Böyle bir arka plana karşı, Trump'ın yalnızca seçmenlerin (demokratik olanlar dahil) sempatisini değil, aynı zamanda gerçek idari kaynakları da kazanmak için neredeyse çıplak popülizmi kullanarak açıkça gösterdiği gibi kartal gibi görünmek o kadar da zor değil. Son değerlendirmeler, eksantrik iş adamının 4-5 puanlık avantajını gösteriyor; oyların %48'i ona, %43'ü Biden'a ve %10'u kararsız.

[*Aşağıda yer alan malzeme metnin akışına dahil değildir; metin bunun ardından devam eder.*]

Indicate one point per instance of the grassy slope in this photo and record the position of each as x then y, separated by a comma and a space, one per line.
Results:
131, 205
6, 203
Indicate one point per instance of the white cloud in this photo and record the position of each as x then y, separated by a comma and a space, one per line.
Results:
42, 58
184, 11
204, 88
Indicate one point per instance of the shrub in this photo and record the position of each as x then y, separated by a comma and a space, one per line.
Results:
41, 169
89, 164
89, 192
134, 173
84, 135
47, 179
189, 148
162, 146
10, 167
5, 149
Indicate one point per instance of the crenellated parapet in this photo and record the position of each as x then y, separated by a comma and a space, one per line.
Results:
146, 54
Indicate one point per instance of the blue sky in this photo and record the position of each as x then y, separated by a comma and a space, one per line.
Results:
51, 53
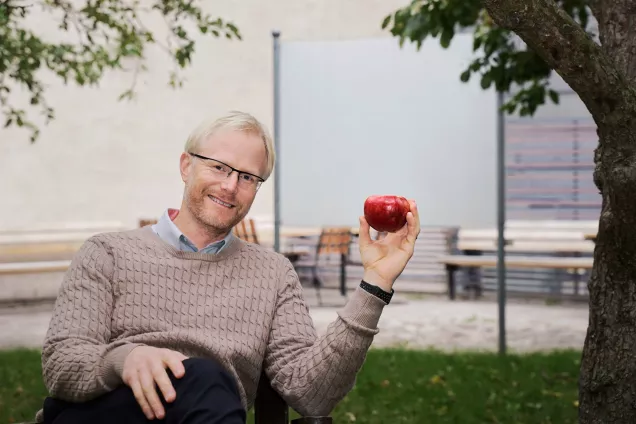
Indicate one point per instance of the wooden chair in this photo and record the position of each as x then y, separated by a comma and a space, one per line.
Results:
146, 221
270, 408
332, 241
246, 230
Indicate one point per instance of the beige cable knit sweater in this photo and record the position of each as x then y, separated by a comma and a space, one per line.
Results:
243, 306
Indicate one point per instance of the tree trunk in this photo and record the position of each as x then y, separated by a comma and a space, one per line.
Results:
604, 78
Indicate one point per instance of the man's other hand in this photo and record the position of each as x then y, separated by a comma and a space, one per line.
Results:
144, 366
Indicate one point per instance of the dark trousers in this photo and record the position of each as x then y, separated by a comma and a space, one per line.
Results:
205, 394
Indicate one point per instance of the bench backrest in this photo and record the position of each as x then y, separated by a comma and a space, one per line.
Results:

Ancak karizma karizmadır ve zaferden sonra (eğer gerçekleşirse, ki bu garanti olmaktan uzaktır), gerçek eylem gerekli olacaktır - ve burada sorunlar hemen ortaya çıkacaktır. Trump henüz belirli bir eylem programını dile getirmedi, ancak sloganları (Çin'le çatışmanın daha da sertleştirilmesi, tüm yasadışı göçmenlerin zorla sınır dışı edilmesi vb.) bunun kesinlikle yapıcı olmayacağını gösteriyor ve bu, elitlerin hızlı kaybıyla tehdit ediyor ve popüler sempati. Ancak Amerika Birleşik Devletleri'ndeki sistemik kriz şimdiden o kadar derinlere ulaştı ki, neredeyse hiç kimse ülkeyi şok olmadan bu durumdan çıkaramaz.